By: Chris Nickson - Updated: 31 Jul 2010 | comments*Discuss
British Rock History The Smiths

If the Cure became the perennial high priests of Goth then the Smiths were the idols of indie. Singer Morrissey who openly talked of being celibate in a very sexual age wrote extremely literate often controversial, lyrics, and raised being miserable to an art form.

They were part of the move back to guitar-driven music after the keyboard washes of the New Romantics, and Morrissey, with guitarist Johnny Marr, had a knack for encapsulating everything in catchy, but often adventurous, three-to-four minute pop songs. Their career was relatively brief, recording for just four years, but their popularity, and even more importantly, their influence, hasn’t diminished since their breakup in the late 1980s; if anything, it’s grown, and the cult of the Smiths – especially that of Morrissey, who continues to write and record as a solo artist – remains powerful.

The Early Years

Morrissey and Marr met in1982, finding an immediate mutual love of music and desire to create something new. Once they formed the band with its prosaic name, they quickly found fans both in their hometown of Manchester and in London, but, thanks largely to Morrissey’s stance, were determined to remain independent, refusing to sign with a major label. Their first single, Hand In Glove, was the result of a one-off deal with Rough Trade, an independent label. It established them in the indie charts, and created a strong buzz about the group, which was confirmed when their self-titled first album, went all the way to number two in the mainstream pop charts.

They’d quickly established a new standard for pop music, and become one of Britain’s leading groups, adored both by the pop fans and serious music writers. But for a young band they took the extraordinary step of releasing a collection of singles and rare tracks as their second LP – which charted, of course. Part of Morrissey’s ethic was design, and releases by the Smiths always boasted very distinctive sleeves, often featuring 60s actors or singers, a reflection of the vocalist’s seeming obsession with the period and its iconic (and even minor) figures.

The Height of Success

The divisive Meat is Murder, with its pro-vegetarian stance (very advanced for 1985), proved as popular as its predecessors, and The Queen is Dead, a year later, turned out to be the band’s commercial high point, and the record that first broke them in America, where college radio took to them avidly.

Yet the relationship between Morrissey and Marr, though productive, was often tense. After yet another compilation of rare work, The World Won’t Listen, it became even more strained during sessions for the group’s fourth studio album, 1987’s Strangeways Here We Come, an album which offered more of what they’d trademarked as their sound, with Marr’s guitar work and Morrissey’s vocals very much front and centre.

Where Morrissey seemed content to mine his own world for material and stick within the parameters he’d established, Marr was working outside the band and was eager to explore more.
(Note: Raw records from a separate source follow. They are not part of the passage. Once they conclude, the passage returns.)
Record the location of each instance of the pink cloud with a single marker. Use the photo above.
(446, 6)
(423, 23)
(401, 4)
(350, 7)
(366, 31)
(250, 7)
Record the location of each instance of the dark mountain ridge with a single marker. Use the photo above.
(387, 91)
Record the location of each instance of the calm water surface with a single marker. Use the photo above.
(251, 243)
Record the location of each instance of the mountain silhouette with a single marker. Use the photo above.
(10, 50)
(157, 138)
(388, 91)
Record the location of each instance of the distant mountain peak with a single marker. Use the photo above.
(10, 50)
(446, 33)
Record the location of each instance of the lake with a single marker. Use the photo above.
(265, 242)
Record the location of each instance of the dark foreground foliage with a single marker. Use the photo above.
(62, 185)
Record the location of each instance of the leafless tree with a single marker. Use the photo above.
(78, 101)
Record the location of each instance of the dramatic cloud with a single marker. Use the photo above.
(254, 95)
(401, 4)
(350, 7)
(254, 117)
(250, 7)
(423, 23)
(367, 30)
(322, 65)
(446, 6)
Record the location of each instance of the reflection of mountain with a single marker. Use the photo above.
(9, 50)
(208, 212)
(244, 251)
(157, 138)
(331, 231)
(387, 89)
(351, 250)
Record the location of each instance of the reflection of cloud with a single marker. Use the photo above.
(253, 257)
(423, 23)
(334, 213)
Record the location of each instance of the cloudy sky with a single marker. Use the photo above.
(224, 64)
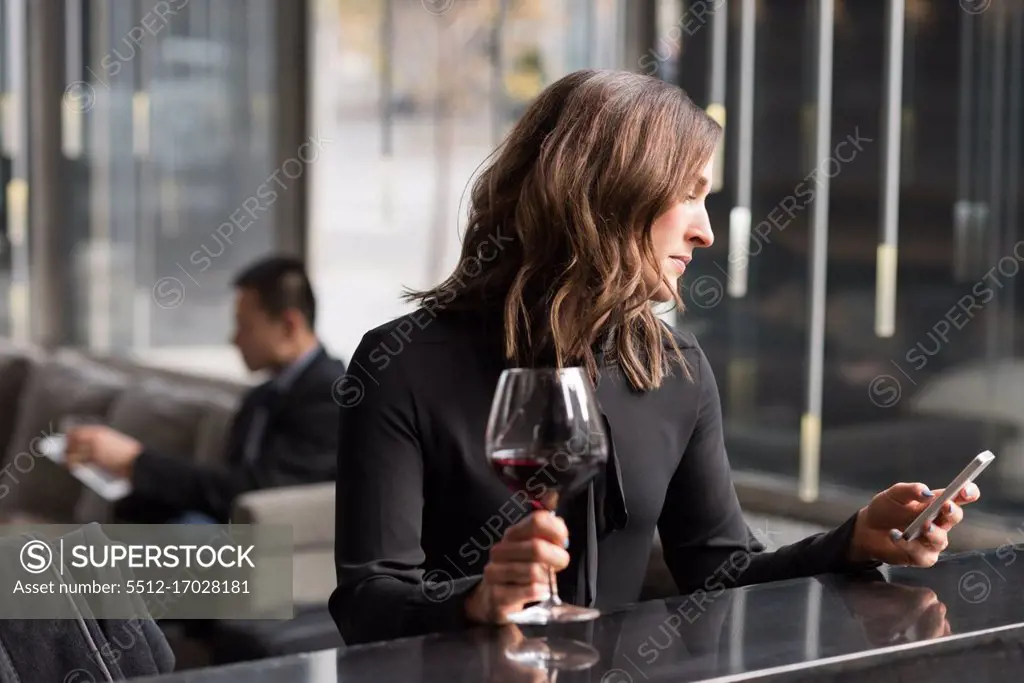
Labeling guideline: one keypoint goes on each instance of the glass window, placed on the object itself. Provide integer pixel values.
(416, 94)
(176, 115)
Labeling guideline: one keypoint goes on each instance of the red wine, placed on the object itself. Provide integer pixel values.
(545, 475)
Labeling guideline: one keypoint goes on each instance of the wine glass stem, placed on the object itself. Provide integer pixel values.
(553, 599)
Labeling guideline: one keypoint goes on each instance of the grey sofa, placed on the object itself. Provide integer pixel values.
(178, 414)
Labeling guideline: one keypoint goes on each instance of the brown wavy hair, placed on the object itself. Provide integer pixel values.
(577, 184)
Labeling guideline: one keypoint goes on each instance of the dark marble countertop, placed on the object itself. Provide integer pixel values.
(963, 619)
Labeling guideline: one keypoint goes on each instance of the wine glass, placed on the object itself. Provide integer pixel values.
(546, 437)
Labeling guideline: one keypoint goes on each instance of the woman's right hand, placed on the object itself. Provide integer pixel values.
(518, 567)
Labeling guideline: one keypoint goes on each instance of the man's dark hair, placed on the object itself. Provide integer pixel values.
(281, 283)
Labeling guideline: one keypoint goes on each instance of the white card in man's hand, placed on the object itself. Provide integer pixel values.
(107, 485)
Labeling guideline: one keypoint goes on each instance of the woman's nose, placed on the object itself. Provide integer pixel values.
(700, 236)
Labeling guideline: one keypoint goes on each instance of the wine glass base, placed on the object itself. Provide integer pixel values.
(551, 653)
(541, 614)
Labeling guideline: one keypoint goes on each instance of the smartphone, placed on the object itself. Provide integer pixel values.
(109, 487)
(967, 475)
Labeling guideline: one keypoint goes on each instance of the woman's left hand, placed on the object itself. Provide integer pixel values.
(878, 534)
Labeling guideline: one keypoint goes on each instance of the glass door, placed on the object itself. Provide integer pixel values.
(745, 297)
(921, 369)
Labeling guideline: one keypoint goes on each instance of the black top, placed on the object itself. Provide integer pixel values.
(418, 506)
(295, 442)
(856, 629)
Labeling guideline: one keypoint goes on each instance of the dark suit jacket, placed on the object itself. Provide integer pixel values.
(299, 445)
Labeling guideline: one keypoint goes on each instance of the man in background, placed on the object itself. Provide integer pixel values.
(285, 432)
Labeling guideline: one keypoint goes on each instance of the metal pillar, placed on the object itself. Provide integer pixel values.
(292, 98)
(48, 253)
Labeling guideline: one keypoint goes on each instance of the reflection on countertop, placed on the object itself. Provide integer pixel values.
(824, 628)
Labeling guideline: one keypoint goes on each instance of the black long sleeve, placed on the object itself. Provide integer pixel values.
(419, 506)
(382, 592)
(706, 540)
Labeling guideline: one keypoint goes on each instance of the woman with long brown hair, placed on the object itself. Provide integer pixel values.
(591, 209)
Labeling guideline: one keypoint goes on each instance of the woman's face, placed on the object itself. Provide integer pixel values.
(676, 233)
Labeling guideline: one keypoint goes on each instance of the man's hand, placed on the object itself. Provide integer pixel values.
(96, 444)
(879, 527)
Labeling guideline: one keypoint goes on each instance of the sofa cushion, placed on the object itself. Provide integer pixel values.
(66, 384)
(211, 437)
(163, 413)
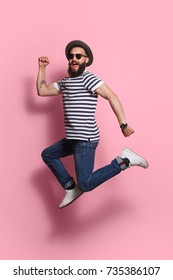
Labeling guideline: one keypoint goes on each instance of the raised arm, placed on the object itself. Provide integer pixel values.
(115, 103)
(42, 88)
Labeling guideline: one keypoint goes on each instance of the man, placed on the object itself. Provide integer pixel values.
(80, 91)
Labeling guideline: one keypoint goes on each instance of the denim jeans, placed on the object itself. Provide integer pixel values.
(84, 154)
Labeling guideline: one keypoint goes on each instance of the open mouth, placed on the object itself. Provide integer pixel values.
(74, 66)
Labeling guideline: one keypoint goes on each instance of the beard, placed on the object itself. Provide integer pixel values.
(77, 73)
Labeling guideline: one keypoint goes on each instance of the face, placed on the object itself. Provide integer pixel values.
(77, 61)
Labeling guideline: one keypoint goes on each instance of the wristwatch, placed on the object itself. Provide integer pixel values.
(123, 126)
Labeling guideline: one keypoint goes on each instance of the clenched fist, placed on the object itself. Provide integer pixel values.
(43, 61)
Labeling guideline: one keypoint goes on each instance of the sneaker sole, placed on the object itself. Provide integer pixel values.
(71, 201)
(139, 157)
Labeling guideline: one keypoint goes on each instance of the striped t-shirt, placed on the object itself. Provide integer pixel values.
(79, 102)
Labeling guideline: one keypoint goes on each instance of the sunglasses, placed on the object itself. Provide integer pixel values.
(78, 55)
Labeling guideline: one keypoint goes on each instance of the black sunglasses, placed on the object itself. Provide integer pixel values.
(78, 55)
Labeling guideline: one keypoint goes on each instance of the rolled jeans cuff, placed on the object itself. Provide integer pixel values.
(121, 163)
(69, 184)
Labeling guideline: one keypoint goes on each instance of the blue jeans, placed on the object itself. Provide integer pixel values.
(84, 154)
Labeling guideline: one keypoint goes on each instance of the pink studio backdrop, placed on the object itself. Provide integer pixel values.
(129, 217)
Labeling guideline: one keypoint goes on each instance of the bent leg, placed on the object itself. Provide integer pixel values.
(51, 156)
(88, 180)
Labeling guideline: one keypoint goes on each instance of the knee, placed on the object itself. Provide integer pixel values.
(44, 154)
(84, 188)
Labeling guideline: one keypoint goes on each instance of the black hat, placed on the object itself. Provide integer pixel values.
(78, 43)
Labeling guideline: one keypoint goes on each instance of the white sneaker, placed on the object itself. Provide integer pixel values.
(135, 160)
(70, 196)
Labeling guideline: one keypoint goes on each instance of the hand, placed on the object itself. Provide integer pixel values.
(43, 61)
(128, 131)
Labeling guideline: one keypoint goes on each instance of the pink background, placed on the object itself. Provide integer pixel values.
(129, 217)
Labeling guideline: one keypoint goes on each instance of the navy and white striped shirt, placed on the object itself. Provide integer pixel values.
(79, 102)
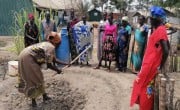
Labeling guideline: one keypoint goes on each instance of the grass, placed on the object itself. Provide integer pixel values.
(2, 43)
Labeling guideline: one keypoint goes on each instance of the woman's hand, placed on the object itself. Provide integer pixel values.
(59, 71)
(137, 79)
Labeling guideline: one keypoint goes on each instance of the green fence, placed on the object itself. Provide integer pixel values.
(7, 9)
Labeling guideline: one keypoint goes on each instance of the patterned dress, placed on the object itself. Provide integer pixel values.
(83, 38)
(123, 46)
(109, 42)
(140, 38)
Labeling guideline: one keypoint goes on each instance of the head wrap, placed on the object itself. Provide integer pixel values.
(30, 16)
(54, 38)
(125, 18)
(157, 11)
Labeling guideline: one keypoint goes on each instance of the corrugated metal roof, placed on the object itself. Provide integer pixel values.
(56, 4)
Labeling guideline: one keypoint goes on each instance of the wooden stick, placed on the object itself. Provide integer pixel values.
(162, 94)
(78, 56)
(171, 94)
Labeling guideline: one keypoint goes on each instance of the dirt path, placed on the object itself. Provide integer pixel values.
(79, 88)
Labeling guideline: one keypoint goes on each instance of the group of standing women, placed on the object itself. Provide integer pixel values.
(114, 41)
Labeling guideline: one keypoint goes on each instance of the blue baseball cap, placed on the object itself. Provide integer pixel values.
(157, 11)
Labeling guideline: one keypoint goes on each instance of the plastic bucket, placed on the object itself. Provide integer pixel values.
(13, 68)
(62, 51)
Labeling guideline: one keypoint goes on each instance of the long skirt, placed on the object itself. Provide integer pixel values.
(31, 80)
(137, 51)
(100, 45)
(108, 53)
(72, 45)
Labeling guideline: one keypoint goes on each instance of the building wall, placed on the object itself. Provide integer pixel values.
(7, 9)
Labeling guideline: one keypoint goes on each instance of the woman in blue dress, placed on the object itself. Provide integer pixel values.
(139, 44)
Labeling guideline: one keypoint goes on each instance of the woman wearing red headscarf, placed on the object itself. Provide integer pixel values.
(31, 31)
(154, 58)
(31, 60)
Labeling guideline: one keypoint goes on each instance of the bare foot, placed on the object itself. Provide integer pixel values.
(97, 67)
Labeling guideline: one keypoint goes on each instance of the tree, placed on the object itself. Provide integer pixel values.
(121, 4)
(99, 3)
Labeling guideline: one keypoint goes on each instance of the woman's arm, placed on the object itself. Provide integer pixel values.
(165, 49)
(54, 67)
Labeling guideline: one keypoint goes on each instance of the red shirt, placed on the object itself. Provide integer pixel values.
(151, 61)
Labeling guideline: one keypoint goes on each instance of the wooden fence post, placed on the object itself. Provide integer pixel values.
(171, 94)
(156, 91)
(162, 94)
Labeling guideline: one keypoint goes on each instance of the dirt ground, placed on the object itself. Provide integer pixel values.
(78, 88)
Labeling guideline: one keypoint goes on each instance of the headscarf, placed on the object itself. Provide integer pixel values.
(158, 12)
(125, 18)
(30, 16)
(54, 38)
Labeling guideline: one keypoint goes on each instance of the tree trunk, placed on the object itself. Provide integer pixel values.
(171, 94)
(162, 94)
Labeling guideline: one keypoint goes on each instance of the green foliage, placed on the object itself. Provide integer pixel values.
(120, 4)
(18, 29)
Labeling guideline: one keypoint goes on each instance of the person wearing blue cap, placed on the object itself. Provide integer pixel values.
(154, 59)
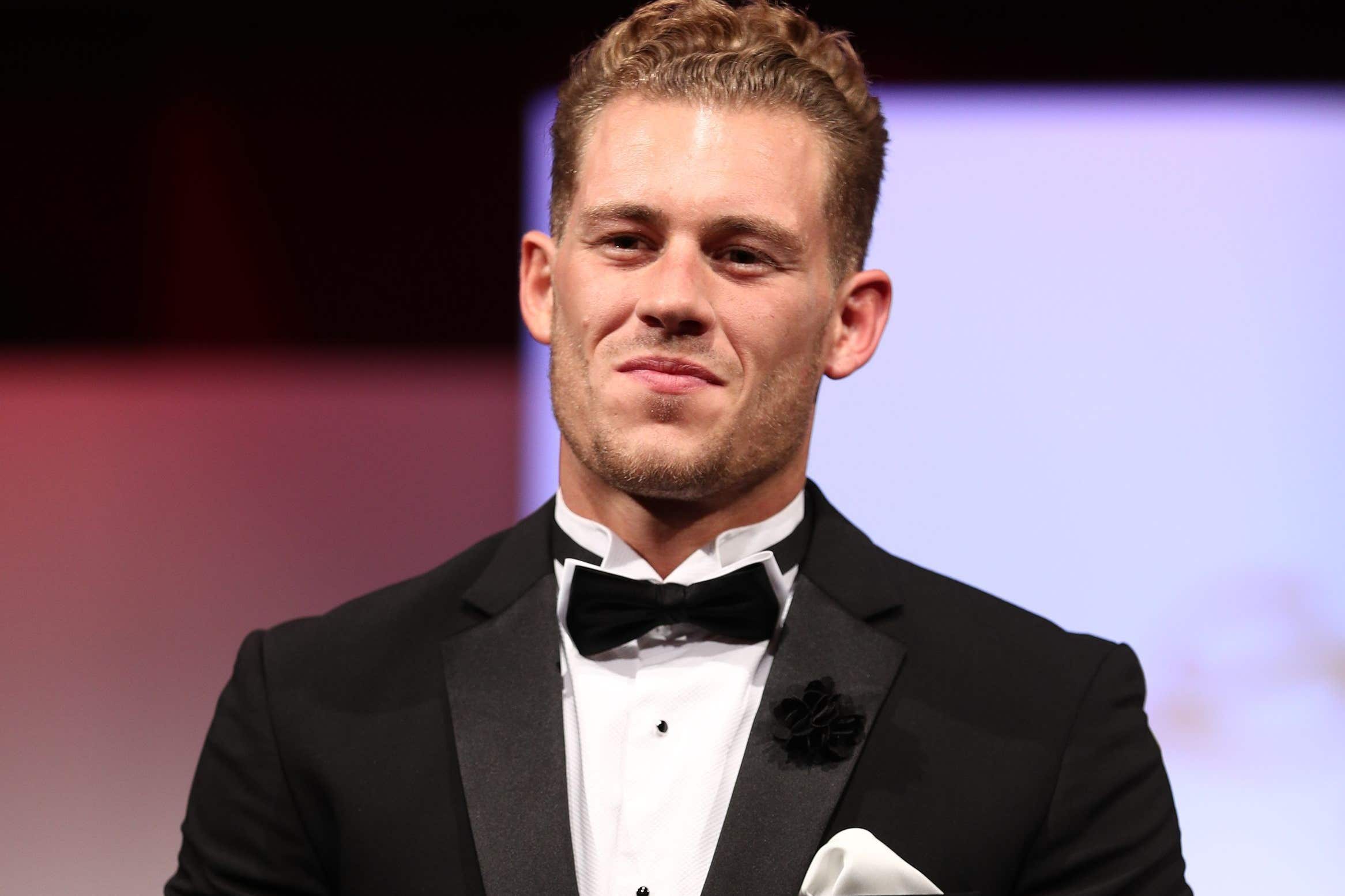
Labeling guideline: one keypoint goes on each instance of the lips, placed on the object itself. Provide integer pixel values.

It all reached a head just before the album appeared.


Marr quit the group, and since there was no real way to replace him as one of the main creative forces, Morrissey disbanded the Smiths, embarking on a solo career that’s had its up and downs, both creatively and commercially. Marr went on to work with others, but only during the brief-lived Electronic did he enjoy any more commercial success.

The Smiths effectively created a temple for so many of the indie bands that arrived in their wake. The mix of layered guitars with angst-ridden vocals remains a powerful musical force today, not only in the U.K., but also in America, where the Smiths found themselves a strong cult following, and they remain one of the musical high points of the 1980s.